PeopleSoft, concepteur américain de progiciels, a annoncé lundi le rachat de son concurrent J.D. Edwards pour un montant de 1,68 milliards de dollars en titres, et étend ainsi son domaine de ...

PeopleSoft, concepteur américain de progiciels, a annoncé lundi le rachat de son concurrent J.D. Edwards pour un montant de 1,68 milliards de dollars en titres, et étend ainsi son domaine de compétence aux solutions d’intégration. Les actionnaires de J.D. Edwards percevront 0,86 actions PeopleSoft pour chaque action J.D. Edwards, soit l’équivalent de 14,10 dollars sur la base du cours de clôture de PeopleSoft vendredi soir.

C’est donc le deuxième éditeur mondial de solutions ERP qui naît de cette fusion, une entité représentant un chiffre d’affaires de 2,8 milliards de dollars, 13 000 collaborateurs et plus de 11 000 clients répartis dans 150 pays. Elle se place entre l’américain Oracle et l’allemand SAP. Le prix d’acquisition de J.D. Edwards semble raisonnable aux observateurs, mais la marge opérationnelle de ce dernier, relativement faible, devrait peser sur les comptes de PeopleSoft.

J.D. Edwards va donc devenir, selon les termes du contrat qui devrait être finalisé d’ici la fin de l’année, une filiale à part entière de PeopleSoft.

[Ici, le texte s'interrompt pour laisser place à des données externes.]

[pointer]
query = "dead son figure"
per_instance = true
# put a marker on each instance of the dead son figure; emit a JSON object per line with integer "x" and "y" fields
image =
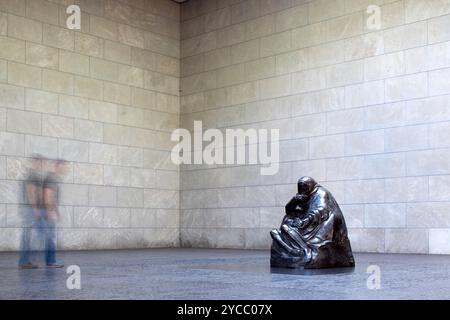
{"x": 313, "y": 233}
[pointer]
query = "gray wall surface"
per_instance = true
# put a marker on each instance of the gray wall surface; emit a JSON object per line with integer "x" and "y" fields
{"x": 366, "y": 112}
{"x": 105, "y": 98}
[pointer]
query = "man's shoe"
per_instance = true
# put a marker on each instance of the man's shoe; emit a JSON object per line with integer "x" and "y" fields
{"x": 28, "y": 265}
{"x": 55, "y": 266}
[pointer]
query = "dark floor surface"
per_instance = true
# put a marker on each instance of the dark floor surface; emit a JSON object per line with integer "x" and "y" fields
{"x": 222, "y": 274}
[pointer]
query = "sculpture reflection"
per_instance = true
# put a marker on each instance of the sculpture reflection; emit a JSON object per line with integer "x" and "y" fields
{"x": 313, "y": 233}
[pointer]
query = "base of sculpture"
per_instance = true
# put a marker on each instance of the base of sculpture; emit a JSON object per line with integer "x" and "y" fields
{"x": 330, "y": 257}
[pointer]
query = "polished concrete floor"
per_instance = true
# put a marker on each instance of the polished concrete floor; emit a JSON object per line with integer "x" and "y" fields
{"x": 223, "y": 275}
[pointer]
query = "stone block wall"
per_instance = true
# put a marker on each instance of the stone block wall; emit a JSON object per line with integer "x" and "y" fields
{"x": 364, "y": 111}
{"x": 105, "y": 98}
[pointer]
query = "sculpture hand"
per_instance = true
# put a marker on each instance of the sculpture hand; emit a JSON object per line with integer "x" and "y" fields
{"x": 304, "y": 223}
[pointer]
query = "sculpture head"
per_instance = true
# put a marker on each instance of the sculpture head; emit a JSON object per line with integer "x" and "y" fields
{"x": 306, "y": 185}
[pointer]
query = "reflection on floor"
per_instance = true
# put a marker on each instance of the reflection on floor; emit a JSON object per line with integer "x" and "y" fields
{"x": 222, "y": 274}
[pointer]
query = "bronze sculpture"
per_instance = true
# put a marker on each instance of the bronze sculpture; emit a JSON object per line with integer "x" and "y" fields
{"x": 313, "y": 233}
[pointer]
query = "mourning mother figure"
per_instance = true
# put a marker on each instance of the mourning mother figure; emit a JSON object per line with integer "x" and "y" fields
{"x": 313, "y": 233}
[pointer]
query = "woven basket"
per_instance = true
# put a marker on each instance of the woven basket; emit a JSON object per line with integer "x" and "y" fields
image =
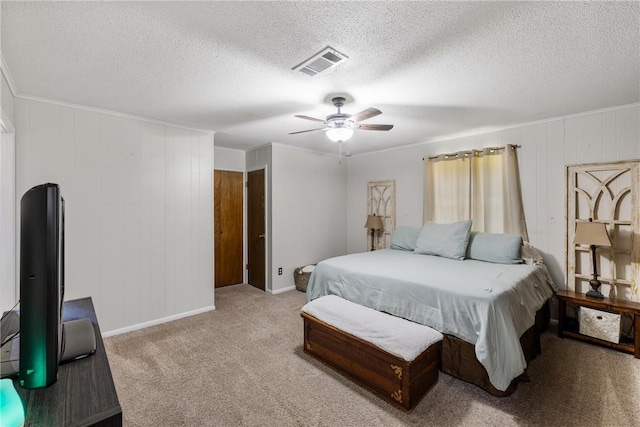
{"x": 301, "y": 278}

Les actionnaires de J.D. Edwards détiendront alors 25 % de PeopleSoft. A l’annonce de la fusion, le cours de l’action de J.D. Edwards a fait un bond de 11,26 %, à 13,14 dollars, tandis que celui de PeopleSoft reculait de 5 %, à 15,57 dollars.

Bien que les entreprises d’édition de progiciels aient, dans leur majorité, limité leurs investissements technologiques, rendant le marché atone, PeopleSoft compte augmenter son bénéfice par action dès l’an prochain. Le 22 avril, il anticipait pour 2003 un chiffre d’affaires de 1,9 milliards de dollars et un bénéfice par action avant exceptionnels de 52 à 54 cents.